The long-term, quiet glory of dividends

In 2001 when I was putzing around the Berkshire Hathaway annual meeting in Omaha, Nebraska, I noticed Warren Buffett was selling (selling, not giving away - it's Buffett after all), an official T-shirt with his logo. The logo was a fist grabbing cash, and the artistic level was so low I assumed Buffett did it himself.

Even for an event dubbed the "Woodstock of Capitalism," it seemed crass. Buffett apparently agreed, and a few years later it disappeared completely, so much so that I had trouble finding it for this newsletter. But thanks to the Wayback Machine on the Internet, I was able to unearth an archived image of the shirt:

But inside that logo is a good lesson. If you are going to invest well, cash matters. As an owner you need to be paid. Stocks and index funds generally pay their owners through quarterly dividends, as we learned last month. Today I want to peel that dividend onion back a little more.

The importance of receiving maximum dividends cannot be overstated. John Bogle, the founder of Vanguard, gave a speech to a financial regulatory body in 2007, demonstrating that 95% (yes, you read that right: 95%) of the compound long-term return of the S&P 500 from 1926 to 2007 was due to dividend income. $10,000 invested in 1926 without dividends was worth $1,225,321 in 2007, but with dividends reinvested it was worth a stunning $34,094,516.

How could that be - that result seems, at a cursory glance, to be impossible. It's due mathematically to the surplus return of the dividend payments each year. If you added that extra return regularly, and compounded it, you achieved a long-term numerical explosion. It's the surplus in the annual percentage number that creates the seemingly magical effect.

Bogle went on to say, in his 2007 speech:

"These stunning figures would seem to demand that mutual funds highlight the importance of dividend income. But in this era of “total return,” income is virtually ignored. Why? Because dividend income plays a remarkably small role in equity fund returns. Today, in fact, the average domestic stock fund is offering a dividend yield of just 0.4 percent. Where did all the income go? It was slashed by fund expenses. The expense ratio of domestic stock funds averages 1.4 percent, reducing the funds’ gross dividend yield of 1.8 percent to 0.4 percent. Unsurprisingly, then, it appears that the average stock fund earns the stock market’s present dividend yield of 1.8 percent and then consumes fully 80 percent of that yield in fees and expenses."

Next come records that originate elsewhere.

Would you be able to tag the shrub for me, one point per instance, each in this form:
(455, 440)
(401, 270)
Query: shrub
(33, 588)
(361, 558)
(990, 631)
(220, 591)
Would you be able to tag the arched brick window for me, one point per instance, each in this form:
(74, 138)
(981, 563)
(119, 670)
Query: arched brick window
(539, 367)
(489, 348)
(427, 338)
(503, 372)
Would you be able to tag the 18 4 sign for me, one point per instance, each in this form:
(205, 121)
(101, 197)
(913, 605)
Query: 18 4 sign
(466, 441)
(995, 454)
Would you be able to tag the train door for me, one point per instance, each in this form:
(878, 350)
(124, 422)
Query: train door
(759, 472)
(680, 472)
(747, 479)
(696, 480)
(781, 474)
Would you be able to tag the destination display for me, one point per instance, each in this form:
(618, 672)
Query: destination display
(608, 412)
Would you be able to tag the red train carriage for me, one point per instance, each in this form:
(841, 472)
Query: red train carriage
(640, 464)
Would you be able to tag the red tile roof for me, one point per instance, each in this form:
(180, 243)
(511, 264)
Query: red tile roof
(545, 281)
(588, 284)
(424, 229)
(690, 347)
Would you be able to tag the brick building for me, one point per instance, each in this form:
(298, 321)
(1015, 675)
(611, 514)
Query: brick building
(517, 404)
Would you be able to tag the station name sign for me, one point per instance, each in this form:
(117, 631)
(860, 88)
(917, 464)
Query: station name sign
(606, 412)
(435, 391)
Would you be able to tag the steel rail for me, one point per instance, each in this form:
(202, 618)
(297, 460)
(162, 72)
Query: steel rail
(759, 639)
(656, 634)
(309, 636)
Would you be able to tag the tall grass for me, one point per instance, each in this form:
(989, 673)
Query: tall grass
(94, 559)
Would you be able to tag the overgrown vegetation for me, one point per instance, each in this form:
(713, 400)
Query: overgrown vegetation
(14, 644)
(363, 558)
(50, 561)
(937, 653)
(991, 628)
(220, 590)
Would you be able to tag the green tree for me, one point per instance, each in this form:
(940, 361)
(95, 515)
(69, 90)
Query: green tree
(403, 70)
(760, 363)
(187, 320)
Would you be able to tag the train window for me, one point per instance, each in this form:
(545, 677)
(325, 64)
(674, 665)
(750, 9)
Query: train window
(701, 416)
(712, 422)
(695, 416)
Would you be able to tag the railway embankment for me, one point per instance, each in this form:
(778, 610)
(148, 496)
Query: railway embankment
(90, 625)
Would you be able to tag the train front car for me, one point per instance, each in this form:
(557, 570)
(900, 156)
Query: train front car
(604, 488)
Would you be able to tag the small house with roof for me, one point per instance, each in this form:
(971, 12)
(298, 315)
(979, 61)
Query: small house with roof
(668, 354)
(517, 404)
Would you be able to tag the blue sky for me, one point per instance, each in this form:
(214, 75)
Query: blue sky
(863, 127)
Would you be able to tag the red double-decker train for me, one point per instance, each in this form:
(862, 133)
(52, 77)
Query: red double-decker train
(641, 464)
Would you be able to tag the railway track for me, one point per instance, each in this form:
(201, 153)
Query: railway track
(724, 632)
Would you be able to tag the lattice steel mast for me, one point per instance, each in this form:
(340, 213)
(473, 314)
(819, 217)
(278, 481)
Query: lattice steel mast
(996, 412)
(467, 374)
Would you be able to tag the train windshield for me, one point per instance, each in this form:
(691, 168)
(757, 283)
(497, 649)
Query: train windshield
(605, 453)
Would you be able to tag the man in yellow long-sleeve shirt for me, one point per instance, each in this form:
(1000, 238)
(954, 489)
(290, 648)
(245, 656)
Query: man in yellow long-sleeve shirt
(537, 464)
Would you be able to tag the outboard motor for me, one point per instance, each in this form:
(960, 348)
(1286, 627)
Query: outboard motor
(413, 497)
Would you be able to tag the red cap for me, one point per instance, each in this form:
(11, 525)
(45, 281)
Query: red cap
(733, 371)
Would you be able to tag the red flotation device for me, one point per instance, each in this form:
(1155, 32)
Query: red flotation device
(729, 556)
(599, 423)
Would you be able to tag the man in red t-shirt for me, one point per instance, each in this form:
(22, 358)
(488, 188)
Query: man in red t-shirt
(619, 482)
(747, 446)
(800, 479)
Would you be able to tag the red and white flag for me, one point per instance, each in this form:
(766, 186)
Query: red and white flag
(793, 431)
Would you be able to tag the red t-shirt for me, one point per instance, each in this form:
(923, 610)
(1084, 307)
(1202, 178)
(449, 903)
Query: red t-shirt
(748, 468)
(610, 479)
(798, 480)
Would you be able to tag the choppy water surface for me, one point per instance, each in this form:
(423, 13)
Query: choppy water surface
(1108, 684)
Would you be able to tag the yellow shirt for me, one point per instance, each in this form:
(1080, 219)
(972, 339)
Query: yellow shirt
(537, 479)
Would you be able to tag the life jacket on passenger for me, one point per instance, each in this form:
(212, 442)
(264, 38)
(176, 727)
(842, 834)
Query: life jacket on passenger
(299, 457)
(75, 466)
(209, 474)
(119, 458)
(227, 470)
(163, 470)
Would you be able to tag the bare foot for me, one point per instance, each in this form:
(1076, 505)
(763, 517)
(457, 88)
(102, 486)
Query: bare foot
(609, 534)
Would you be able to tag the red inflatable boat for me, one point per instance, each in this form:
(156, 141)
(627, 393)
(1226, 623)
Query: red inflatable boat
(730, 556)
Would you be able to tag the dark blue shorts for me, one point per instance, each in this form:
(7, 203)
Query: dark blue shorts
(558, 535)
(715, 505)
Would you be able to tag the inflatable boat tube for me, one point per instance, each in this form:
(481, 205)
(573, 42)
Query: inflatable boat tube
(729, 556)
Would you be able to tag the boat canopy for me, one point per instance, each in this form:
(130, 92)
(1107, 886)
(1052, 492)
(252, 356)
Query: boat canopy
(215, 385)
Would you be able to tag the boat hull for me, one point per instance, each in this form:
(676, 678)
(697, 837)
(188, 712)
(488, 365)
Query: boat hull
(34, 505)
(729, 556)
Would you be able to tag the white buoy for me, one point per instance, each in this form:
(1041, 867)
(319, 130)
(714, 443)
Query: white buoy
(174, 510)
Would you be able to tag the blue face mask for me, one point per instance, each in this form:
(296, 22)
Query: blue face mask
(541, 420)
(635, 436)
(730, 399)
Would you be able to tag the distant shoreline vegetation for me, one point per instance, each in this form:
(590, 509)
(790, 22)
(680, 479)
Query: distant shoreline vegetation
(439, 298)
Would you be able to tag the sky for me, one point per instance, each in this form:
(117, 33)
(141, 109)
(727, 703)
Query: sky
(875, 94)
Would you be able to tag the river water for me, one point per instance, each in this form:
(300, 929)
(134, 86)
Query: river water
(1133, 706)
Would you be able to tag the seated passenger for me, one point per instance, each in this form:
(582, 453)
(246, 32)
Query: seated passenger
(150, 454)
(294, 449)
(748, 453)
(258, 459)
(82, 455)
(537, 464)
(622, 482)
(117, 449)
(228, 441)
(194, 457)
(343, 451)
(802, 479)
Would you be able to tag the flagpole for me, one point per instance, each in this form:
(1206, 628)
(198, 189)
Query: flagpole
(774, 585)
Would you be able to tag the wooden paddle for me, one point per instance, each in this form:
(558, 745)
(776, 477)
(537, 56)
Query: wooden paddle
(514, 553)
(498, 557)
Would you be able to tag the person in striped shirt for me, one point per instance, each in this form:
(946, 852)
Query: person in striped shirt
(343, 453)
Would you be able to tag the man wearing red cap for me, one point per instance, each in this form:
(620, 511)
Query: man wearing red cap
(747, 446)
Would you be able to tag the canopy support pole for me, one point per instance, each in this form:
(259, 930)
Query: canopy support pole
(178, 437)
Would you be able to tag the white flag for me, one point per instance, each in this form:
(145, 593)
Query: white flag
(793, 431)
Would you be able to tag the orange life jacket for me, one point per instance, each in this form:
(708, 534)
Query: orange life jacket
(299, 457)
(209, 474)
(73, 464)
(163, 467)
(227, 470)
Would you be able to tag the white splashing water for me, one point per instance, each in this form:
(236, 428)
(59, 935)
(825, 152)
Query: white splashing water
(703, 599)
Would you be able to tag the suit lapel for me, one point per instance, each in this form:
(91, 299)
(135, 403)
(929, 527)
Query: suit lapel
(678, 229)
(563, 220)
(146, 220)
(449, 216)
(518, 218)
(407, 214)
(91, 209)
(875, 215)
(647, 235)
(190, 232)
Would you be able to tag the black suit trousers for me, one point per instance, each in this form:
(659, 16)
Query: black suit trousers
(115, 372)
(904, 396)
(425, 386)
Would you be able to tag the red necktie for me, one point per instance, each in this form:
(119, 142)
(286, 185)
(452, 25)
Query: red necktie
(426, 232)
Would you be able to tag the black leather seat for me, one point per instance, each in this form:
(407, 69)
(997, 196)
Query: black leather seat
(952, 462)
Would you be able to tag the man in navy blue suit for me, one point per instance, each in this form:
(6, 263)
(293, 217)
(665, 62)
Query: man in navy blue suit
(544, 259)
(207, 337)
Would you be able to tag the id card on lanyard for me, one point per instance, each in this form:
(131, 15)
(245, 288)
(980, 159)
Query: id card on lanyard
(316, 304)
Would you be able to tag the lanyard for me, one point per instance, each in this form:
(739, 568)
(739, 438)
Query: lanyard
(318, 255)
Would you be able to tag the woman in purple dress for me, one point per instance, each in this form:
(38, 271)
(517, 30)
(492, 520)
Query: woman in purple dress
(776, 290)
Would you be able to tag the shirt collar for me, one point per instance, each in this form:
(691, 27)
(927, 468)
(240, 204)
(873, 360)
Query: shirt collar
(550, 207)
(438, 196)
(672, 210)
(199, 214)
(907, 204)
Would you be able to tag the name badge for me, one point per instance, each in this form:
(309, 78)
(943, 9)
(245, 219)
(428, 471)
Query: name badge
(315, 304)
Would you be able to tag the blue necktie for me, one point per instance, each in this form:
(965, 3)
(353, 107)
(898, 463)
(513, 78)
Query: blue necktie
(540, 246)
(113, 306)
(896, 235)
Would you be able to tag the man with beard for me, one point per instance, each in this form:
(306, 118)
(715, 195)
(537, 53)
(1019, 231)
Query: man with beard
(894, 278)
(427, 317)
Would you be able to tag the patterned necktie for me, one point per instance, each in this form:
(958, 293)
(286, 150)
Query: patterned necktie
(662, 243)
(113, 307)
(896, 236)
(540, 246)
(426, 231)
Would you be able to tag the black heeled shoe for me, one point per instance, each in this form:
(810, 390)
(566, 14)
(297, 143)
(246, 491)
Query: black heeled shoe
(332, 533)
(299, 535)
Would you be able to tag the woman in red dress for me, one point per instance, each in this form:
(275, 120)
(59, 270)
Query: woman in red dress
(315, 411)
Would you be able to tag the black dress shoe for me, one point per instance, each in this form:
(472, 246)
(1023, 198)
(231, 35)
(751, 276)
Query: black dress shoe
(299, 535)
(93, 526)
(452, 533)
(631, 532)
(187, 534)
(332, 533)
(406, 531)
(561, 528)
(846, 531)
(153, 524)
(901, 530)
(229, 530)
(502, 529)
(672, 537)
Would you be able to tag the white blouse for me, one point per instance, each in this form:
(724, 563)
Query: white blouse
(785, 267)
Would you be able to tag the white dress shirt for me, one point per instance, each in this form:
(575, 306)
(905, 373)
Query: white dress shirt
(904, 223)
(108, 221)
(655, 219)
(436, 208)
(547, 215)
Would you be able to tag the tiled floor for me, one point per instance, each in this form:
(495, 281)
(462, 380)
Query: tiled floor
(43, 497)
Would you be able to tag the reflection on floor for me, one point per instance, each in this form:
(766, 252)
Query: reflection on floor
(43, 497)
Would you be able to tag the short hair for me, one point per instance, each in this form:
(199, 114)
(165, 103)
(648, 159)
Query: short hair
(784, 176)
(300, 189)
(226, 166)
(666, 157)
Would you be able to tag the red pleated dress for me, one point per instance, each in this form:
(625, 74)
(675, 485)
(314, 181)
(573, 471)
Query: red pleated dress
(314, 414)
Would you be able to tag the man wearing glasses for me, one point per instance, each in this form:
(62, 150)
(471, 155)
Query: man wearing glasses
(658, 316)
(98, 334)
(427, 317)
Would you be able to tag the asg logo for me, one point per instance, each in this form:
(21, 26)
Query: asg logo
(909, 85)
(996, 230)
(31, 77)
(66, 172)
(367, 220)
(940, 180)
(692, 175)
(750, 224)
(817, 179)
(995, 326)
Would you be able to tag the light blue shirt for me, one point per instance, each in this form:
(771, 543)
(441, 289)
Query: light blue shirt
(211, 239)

And with that consumption of the dividends by mutual fund managers and investment companies, occurring quietly in a place that is hard to see, goes many Americans' retirement, drifting away quietly like chimney smoke on a cold Vermont morning.

Keep in mind these are the dividend amounts that the funds are receiving. It is a separate question whether the corporations themselves should be paying back dividends or using their cash flow to buy back shares. That topic we'll explain in a future newsletter, when you need something exciting to jazz up your weekend.

As a student of dividends, even I was amazed by Bogle's remarks. But I've come to believe it is one of the greatest observations in finance ever recorded. Charlie Munger, Buffett's partner, once took a break from hawking T-shirts and commented that "there are answers worth billions of dollars in a $30 history book." This insight, in my opinion, is one of them.